It’s no wonder that these fans have convinced themselves that the current club’s debt situation is manageable, even as forums and fan sites are filled with discussions of “player sales” as a magic solution. But large-scale sales over there are rare, and there’s no one in the squad capable of fetching the kind of money they’d need to halve these losses, let alone clear them.
The belief – widespread on their forums yesterday and today – that they can simply sell six or seven players to cover the debt and emerge unscathed is pure fantasy.
One reason they’re struggling is that they have no true assets worth selling; their squad lacks quality players anyone else would actually want. Another issue is that the squad is already down to bare bones. So, if they did manage to sell six or seven players, what would their first team look like? They’re essentially building castles in the air.
An air of unreality permeates the entire club and is only reinforced by the press. Every time trouble brews, the media helpfully rolls out another “squirrel,” a distraction, to shift focus away from the club’s true predicament. Yesterday was a prime example of this strategy.
I’ll talk about that a little later on.
The club is still borrowing heavily from its so-called investors and issuing yet another round of “equity confetti.” This is no short-term fix but a tactic with severe long-term consequences.
There are only so many times a club can swap debt for shares before those shares become utterly worthless. The old joke that Ibrox shares are worth less than toilet paper has more truth in it with every passing year.
A small fraction of their supporters grasp what these numbers actually mean.
They understand that next season’s numbers could well be even worse, and they know what that implies. At some point, the club has to start dealing with its problems. A strategy focused on “challenging Celtic” will destroy them, just as it did Rangers.
This is the harsh reality, one that the vast majority of their fans refuse to confront. They’ll do anything to avoid staring that bleak truth in the face. But the facts remain unchanged.
Either they scale down dramatically and abandon any notion of competing with us, or they risk losing their club altogether.
No white knight investor is coming to rescue them from this mess. Clubs across football manage to live within their means—Celtic does it and still wins. There is no justification for the reckless conduct that puts other clubs and the entire league at risk, yet this is the path they pursue.
Even when confronted with these massive losses, even when they’re told the hole is only growing larger, many of their fans refuse to accept the truth.
The numbers are stark, unspinnable, and yet, although the BBC is trying and Kieran Maguire is out there doing his utmost to sell the fiction. Their fans still believe some benevolent sugar daddy is going to come along, erase the debt, and bankroll new signings for both January and the summer.
The reality, though, is that they’re teetering on the edge. This year’s cost-cutting is only the beginning. If they’re going to avoid going the way of Rangers, those cuts will have to deepen and accelerate.
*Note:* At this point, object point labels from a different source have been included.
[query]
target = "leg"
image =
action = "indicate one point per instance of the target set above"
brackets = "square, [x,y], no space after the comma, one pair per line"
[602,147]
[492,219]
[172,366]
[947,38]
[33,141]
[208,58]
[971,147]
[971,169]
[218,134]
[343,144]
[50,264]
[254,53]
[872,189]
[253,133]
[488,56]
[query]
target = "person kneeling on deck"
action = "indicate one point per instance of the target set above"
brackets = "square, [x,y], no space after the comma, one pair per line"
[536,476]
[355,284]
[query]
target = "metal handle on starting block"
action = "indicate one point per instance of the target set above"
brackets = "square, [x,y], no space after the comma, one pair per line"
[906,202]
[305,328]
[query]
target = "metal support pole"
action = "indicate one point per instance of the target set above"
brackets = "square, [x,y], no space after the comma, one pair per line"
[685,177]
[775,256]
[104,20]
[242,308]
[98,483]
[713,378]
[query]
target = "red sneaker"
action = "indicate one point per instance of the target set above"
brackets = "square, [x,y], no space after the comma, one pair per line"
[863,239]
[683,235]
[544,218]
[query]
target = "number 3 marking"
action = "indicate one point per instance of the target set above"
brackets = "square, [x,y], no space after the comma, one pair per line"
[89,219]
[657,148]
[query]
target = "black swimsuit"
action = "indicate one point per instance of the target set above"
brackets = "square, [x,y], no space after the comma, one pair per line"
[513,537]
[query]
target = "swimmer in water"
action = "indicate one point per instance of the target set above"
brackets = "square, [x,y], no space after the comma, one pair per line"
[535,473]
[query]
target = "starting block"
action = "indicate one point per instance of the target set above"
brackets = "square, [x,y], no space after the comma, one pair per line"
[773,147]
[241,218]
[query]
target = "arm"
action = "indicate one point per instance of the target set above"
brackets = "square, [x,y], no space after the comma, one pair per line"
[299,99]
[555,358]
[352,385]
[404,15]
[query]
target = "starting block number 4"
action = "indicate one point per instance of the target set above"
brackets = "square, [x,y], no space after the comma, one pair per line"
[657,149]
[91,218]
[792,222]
One day soon, they’ll have no choice but to accept it.
I have been reading some comments on FF and the majority think they are doing ok and they just need to strengthen in January and then win the league, oh and sell a couple of players for a minimum of 5 million to reinvest on better players.
Oh Bhoys and Ghirls – Clyde Superscoreboard is gonna be beautiful tomorrow night for sure !
Hope it’s former Celtic supporter McCann on Sportscene tonight !!!
What a wonderful way to start the day, reading about the never ending doom and gloom at the Rat Pit.
Brendan is heading for another Invincible season, and the huns are heading for catastrophe.